Sound — 9
Rory Gallagher, predominantly a blues-rock artist, particularly in this (an earlier) part of his career. There are hints and flavours of folk and jazz, but generally has a traditional blues spine. This album, recorded from several different venues across Ireland and Northern Ireland during early 1974 is Rory Gallaghers second live album. The songs are long, which is why this was originally a double LP, but you don't realise it. The songs flow; ducking, weaving and stop-starting, taking you on a journey led by Gallaghers guitar work. This is certainly the case with 'I Walk On Hot Coals' where the other instruments take a back seat as Rory toys with pinch harmonics before building back up again. From the off, we know where we stand with the album. It sets off with an energetic and raw blues-rock number and the energy level never falls, not even for his solo acoustic version of 'As A Crow Flies', where Rory also shows his talents at playing simultaneously with harmonica. Lou Martin is on keyboard and piano and in my opinion wasn't used enough on the album considering his ability. He seems only to be there in the majority for short fills and bulking out the sound. Rory Gallaghers' guitar tone differs from his earlier days with Taste. He uses less distortion, is more melodic but is no less powerful.
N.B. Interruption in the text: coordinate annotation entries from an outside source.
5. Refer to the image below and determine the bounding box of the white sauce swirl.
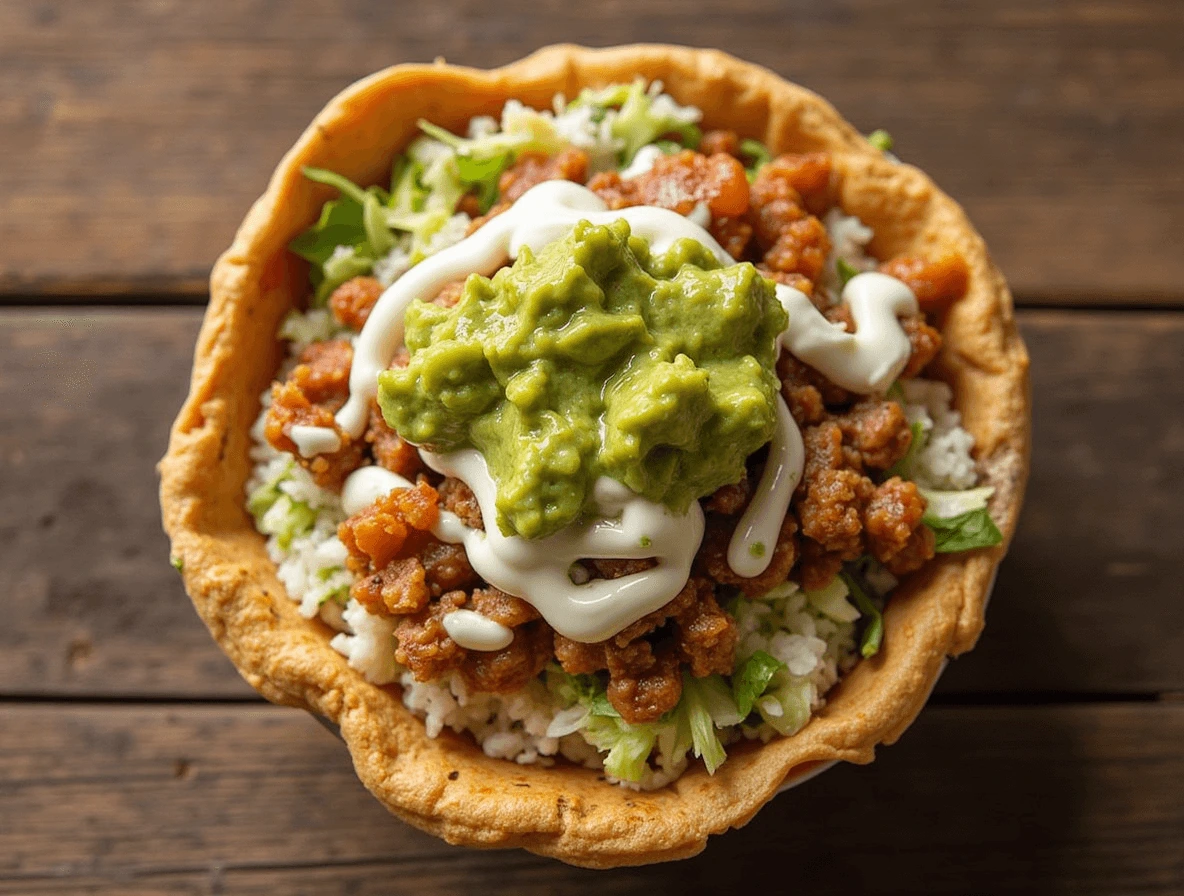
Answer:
[336,181,916,650]
[419,449,703,643]
[777,271,918,395]
[288,424,341,457]
[341,461,703,650]
[443,608,514,650]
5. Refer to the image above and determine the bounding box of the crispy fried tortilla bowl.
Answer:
[160,46,1030,868]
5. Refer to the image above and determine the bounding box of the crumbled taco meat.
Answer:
[459,147,588,233]
[274,144,967,722]
[880,252,970,314]
[329,277,382,330]
[264,340,365,489]
[588,149,748,217]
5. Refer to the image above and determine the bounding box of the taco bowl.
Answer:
[160,46,1030,868]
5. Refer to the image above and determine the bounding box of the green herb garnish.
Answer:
[839,573,884,659]
[868,128,895,153]
[921,508,1003,554]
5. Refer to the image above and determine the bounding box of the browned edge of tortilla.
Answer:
[160,45,1030,868]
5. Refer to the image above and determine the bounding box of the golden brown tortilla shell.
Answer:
[160,46,1030,868]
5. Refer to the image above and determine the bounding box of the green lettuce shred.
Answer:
[884,420,929,479]
[740,137,773,182]
[921,507,1003,554]
[839,571,884,659]
[571,78,703,165]
[732,650,786,718]
[835,258,860,289]
[757,672,811,736]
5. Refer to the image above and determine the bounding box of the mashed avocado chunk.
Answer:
[379,220,786,539]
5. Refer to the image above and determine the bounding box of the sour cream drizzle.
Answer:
[341,461,703,650]
[336,181,916,650]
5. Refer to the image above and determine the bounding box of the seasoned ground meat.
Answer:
[337,483,442,615]
[439,476,485,531]
[606,640,682,724]
[695,514,798,598]
[394,588,552,694]
[264,340,365,489]
[497,148,588,202]
[880,252,970,314]
[365,401,424,482]
[394,591,469,682]
[777,350,854,426]
[588,149,748,218]
[900,315,941,380]
[835,398,913,470]
[469,148,588,233]
[329,277,382,330]
[863,476,933,563]
[708,218,752,258]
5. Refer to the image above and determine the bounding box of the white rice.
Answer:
[817,206,876,305]
[900,380,978,490]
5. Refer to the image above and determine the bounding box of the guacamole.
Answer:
[379,220,786,539]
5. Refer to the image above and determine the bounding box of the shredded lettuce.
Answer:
[732,650,785,718]
[757,672,811,735]
[675,672,744,774]
[568,78,703,165]
[257,494,316,550]
[246,459,296,524]
[839,572,884,659]
[740,137,773,181]
[288,168,394,305]
[584,715,658,781]
[805,575,861,623]
[922,508,1003,554]
[835,258,860,289]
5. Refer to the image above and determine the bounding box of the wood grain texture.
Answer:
[0,703,1184,895]
[0,0,1184,304]
[0,309,1184,698]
Arguably at his peak creatively and in commercial success, but without a doubt he produces his best on the live stage.
Lyrics — 7
Gallagher's overall singing skills, I feel are unique to the business. Technically not the best singer and the octave range is limited, but he delivers. His Irish accent combined with classic blues singing gives it a rare quality as it isn't a traditional genre to the country. He can be subtle and suave and then can be brash, forcing the lyrics to you. He does, however sometimes leave you wondering what he said. Not only does he play his guitar solos completely improvised, but sometimes his lyrics get mashed or rather mushed together, making them unclear. The lyrics themselves are nothing contempory or mind-altering. Mainly a load of traditional blues lyrics with the usual themes, either self-penned or covers (I Wonder Who, Too Much Alcohol, and As The Crow Flies). Tattoo'd Lady, a story about his own experience at a fairground is considered one of his best works, live and studio. A solid melody and well-matched lyrics. The same goes for A Million Miles Away, which deals with disconnection, again a bluesy-style theme, but put with melody.
Overall Impression — 9
At the time of release, the blues boom from the 60's and early 70's had slowed dramatically and experimental/alternative and progressive rock were at force. In the Billboard blues chart, Irish Tour hit number 1, as it did in the mainstream Irish chart. It faired very well in many countries, getting well within the top 50, but you feel that if Rory entered a single (as a chose never to release any), he would have been boosted up a lot higher, just from the publicity. The songs on the whole are nothing less than superb on the album, but I don't think it can be stressed enough that listening to studio versions to compare them with would brighten opinion on how good the performances are. My personal favourite moments are the introduction to 'A Million Miles Away' and 'Walk On Hot Coals', showing everything coming together extemely well. I also love the track order and the flowing continuity, the calm in the storm being (a rather fast 'slow one'! ) 'As A Crow Flies'. I have this album in three different formats and twice on CD (remastered version as well as standard) and also the Tony Palmer film. I wish the song 'Hand's Off' appeared on the album, but apart from that I cannot fault it. It is regularly played and held in high regard. It's infectious and like a decent movie, I find new things in it every time I listen. I would want a copy for life.